With this value, people are ”more empowered” and the businesses served by Gmaven become ”more profitable”.
Tapping the untapped
Harris believes there are barriers to entry efforts in CRE, thus causing acceptance and penetration issues.
”With the ongoing proliferation of data, use of mobile, increased adoption of algorithmic thinking, the advent of the blockchain and era of IoT, there are opportunities for new technologies to be applied wherever you look. I would say, the high-domain-barriers-to-entry world of CRE has lower tech penetration than residential property.”
For a market that is just roaring back to life, Harris recommends caution for exploring untapped potential:
”I can assert with confidence that all these buzzword solutions need to be built on the ‘brilliant basics’ of trustworthy, mastered, standardised data assets. The lack thereof is a constraint.”
Deepening the growth of Proptech
According to Harris, an obvious lack of public sector competence is the biggest challenge to the growth and impact of Proptech on the continent.
”I don’t think regulations are limiting the growth of the industry. But a lack of public sector competence is.“
Harris says the industry will benefit from adopting public sector driven initiatives from Kenya: ”Efficiency in property transfers (Kenya is doing some cool stuff there), the digitisation and improved management of public sector data, improved ethics and service delivery at a local government level, the provision of stability and business-friendly policies at a national government level, and the supply of basic infrastructure will do much to accelerate property sector-fueled investment and growth.”

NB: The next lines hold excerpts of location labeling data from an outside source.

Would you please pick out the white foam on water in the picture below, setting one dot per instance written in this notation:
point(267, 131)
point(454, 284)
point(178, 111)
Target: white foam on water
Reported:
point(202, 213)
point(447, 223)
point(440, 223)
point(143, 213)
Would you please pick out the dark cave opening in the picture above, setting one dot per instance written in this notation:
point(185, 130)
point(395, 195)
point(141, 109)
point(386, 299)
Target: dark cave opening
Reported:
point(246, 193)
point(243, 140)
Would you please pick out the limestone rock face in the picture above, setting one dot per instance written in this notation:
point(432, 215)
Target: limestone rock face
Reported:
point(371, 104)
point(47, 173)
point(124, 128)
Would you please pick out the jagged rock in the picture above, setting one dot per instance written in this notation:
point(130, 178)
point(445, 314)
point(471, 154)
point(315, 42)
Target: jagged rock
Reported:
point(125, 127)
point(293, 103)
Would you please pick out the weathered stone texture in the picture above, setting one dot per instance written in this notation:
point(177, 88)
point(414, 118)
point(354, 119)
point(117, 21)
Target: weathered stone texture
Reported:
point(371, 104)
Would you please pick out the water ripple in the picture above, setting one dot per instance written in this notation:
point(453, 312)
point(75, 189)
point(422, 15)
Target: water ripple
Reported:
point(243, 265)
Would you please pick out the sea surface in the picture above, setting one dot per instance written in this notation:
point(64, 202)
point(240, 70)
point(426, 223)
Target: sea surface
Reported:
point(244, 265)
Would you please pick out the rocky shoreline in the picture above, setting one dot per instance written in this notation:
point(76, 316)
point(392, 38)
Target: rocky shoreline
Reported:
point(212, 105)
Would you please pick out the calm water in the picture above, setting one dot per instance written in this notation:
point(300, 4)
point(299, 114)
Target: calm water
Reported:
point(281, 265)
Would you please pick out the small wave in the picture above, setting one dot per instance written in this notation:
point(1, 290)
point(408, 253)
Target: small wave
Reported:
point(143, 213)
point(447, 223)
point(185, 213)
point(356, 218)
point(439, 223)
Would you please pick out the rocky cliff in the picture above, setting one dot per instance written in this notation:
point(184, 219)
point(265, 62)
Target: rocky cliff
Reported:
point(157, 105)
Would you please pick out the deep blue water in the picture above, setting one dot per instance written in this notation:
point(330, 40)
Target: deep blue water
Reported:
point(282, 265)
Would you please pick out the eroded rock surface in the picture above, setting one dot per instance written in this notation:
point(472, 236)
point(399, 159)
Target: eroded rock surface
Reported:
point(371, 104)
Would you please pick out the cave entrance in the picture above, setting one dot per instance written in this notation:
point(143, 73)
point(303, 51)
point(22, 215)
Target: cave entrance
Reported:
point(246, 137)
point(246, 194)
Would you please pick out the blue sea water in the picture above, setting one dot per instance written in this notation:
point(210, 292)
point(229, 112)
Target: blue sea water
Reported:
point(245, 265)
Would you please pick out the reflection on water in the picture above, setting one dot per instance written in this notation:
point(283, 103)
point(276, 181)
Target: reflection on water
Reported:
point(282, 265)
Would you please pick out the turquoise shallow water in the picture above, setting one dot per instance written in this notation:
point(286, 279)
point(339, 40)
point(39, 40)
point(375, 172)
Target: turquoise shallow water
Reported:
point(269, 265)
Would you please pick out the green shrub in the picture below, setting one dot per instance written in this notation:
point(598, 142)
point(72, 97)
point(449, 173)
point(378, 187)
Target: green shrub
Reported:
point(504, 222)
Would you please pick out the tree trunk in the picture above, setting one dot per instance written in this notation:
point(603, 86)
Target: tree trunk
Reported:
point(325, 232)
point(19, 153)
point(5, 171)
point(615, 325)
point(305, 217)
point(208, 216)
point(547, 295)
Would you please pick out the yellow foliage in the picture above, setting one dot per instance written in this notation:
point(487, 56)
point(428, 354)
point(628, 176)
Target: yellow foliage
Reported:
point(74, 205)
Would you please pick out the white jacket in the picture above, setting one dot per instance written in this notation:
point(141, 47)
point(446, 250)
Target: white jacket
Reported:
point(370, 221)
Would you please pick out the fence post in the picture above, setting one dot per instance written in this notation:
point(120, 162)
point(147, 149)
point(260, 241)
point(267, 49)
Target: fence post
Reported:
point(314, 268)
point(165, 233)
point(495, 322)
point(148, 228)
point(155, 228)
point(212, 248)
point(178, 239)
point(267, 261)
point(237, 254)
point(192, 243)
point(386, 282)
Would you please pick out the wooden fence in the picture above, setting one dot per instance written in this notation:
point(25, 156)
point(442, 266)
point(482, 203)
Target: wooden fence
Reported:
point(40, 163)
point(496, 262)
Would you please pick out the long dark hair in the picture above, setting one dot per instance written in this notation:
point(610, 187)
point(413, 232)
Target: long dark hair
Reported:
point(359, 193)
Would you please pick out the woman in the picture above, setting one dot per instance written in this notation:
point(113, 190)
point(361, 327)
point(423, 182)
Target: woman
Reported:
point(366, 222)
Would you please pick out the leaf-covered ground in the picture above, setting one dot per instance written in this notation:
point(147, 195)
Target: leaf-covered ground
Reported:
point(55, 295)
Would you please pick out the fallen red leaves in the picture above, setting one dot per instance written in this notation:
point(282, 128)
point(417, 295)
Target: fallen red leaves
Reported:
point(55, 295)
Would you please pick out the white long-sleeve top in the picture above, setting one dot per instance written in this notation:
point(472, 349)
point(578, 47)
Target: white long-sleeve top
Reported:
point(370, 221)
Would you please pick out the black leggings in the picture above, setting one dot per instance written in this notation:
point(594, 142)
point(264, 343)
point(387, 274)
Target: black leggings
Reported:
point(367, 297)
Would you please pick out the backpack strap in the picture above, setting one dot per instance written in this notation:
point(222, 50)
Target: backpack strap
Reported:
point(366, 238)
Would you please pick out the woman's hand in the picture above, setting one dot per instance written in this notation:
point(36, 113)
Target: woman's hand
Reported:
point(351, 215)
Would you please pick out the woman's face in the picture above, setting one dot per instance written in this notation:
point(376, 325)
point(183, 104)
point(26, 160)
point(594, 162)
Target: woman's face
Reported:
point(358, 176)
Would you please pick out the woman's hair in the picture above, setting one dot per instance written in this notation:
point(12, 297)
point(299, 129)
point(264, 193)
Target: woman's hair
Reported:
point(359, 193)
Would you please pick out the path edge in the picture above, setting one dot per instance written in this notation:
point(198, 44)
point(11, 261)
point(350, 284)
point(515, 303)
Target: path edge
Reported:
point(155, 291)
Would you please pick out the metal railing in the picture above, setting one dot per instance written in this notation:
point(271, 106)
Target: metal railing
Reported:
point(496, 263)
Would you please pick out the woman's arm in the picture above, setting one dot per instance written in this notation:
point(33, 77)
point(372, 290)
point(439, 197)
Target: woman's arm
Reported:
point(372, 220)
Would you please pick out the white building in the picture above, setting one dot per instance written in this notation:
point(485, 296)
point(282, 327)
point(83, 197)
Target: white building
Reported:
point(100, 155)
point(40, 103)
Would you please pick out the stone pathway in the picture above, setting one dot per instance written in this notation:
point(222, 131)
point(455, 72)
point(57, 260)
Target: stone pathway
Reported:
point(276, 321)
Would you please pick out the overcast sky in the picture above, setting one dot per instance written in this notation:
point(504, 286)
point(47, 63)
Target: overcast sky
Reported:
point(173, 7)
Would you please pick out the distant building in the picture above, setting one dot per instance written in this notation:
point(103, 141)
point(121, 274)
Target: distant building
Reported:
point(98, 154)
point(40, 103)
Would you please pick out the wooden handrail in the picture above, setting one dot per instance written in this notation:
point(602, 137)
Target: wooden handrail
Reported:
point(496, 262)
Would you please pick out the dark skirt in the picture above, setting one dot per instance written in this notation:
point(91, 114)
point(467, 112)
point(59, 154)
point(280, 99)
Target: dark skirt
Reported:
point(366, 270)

Speaking on the trends that will shape proptech in Africa and across the globe this year, Harris says, ”I get this wrong every year, mainly because I am too optimistic.”
He added, ”For Africa, assuming VC capital continues to be constrained, I would bet on greater collaboration between PropTechs, industry bodies’ formation, and standardisation of data protocols. Decision-making will rely more on data, and technology will continue to diffuse into property-related processes – both by industry insiders and outsiders. These bets become a bunch more ambitious if funding flows in.”

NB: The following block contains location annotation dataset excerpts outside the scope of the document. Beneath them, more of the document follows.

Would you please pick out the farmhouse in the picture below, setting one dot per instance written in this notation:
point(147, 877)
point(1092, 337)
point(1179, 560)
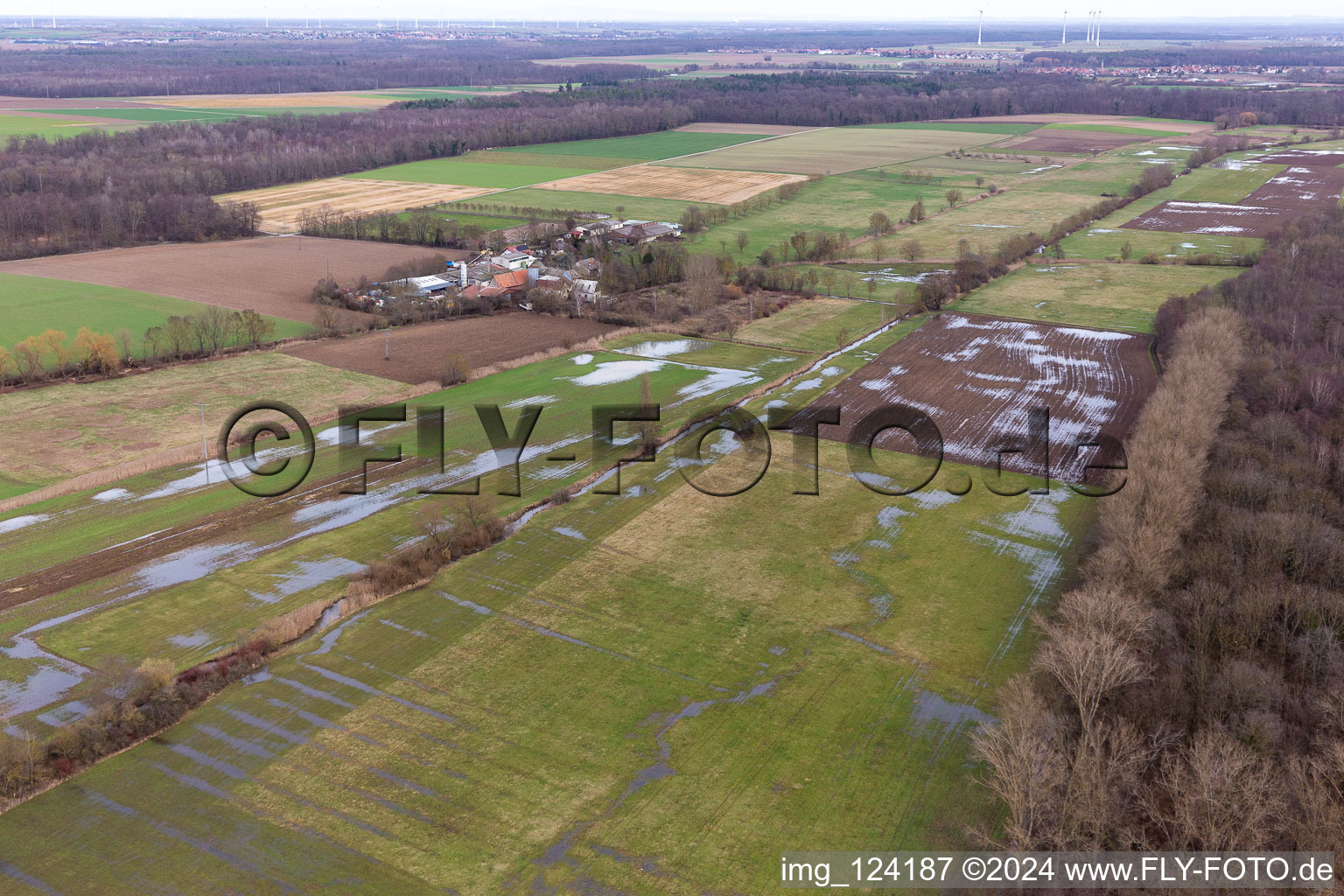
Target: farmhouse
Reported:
point(644, 233)
point(431, 285)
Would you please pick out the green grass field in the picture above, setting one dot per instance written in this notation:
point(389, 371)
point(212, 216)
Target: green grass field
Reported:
point(30, 305)
point(984, 223)
point(835, 203)
point(486, 222)
point(816, 326)
point(88, 426)
point(150, 115)
point(839, 150)
point(1116, 130)
point(527, 722)
point(1109, 296)
point(549, 160)
point(49, 128)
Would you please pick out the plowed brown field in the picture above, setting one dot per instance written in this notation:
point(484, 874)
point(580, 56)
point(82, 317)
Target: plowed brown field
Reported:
point(270, 274)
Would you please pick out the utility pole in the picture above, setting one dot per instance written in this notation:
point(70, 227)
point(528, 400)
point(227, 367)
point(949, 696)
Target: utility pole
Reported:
point(205, 451)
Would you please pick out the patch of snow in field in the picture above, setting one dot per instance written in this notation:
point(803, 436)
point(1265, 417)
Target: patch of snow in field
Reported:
point(527, 402)
point(892, 276)
point(1105, 336)
point(608, 373)
point(20, 522)
point(717, 381)
point(200, 639)
point(112, 494)
point(663, 348)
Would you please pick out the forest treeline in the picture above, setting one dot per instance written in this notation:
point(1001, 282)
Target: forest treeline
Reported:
point(1190, 692)
point(155, 183)
point(272, 66)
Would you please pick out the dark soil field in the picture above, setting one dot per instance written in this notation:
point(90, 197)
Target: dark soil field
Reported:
point(978, 378)
point(1070, 141)
point(270, 274)
point(418, 354)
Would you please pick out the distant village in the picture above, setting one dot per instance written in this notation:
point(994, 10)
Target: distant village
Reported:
point(514, 273)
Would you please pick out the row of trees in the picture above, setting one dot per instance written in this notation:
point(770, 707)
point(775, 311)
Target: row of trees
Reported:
point(52, 354)
point(155, 183)
point(272, 66)
point(1188, 695)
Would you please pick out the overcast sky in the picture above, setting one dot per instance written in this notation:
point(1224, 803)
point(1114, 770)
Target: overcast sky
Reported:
point(747, 11)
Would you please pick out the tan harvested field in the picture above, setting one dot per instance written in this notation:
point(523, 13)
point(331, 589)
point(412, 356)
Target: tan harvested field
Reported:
point(691, 185)
point(977, 379)
point(1071, 118)
point(270, 274)
point(281, 207)
point(88, 426)
point(418, 354)
point(727, 128)
point(832, 150)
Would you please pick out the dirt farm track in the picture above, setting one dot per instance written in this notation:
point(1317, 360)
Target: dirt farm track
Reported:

On the global scene, Harris said consolidations and the rise of remote work will bring more attention to Africa.
Globally, there is talk of consolidations and a slowdown in VC funding in the more developed markets. Given the shortage of labour in the US and rise of remote work, this may necessitate and facilitate the exporting of work processes to lower-priced geographies – which is good news for Africa.Will Harris
Charting the future of proptech in Africa
Over the next few years, Gmaven wants to influence the creation of a pan-African body for the CRE industry and deepen market intelligence to offer solutions.
”We’re going to support the long-overdue creation of an ethics and professionalism focused pan-Africa body for commercial real estate advisors. With our goal of improving the marketing of vacant space, we see ourselves completing integration into Prop24 and providing API endpoints for specialist CRE website developers to build off.
”Focusing on data analytics, we’re looking to provide deeper market intelligence, and just-add-data business intelligence solutions (specifically around power usage).”
For Gmaven, it’s ”an honour to be making an impact on an industry we greatly love”. The African CRE and Proptech industry seem to be in safe hands for some good times.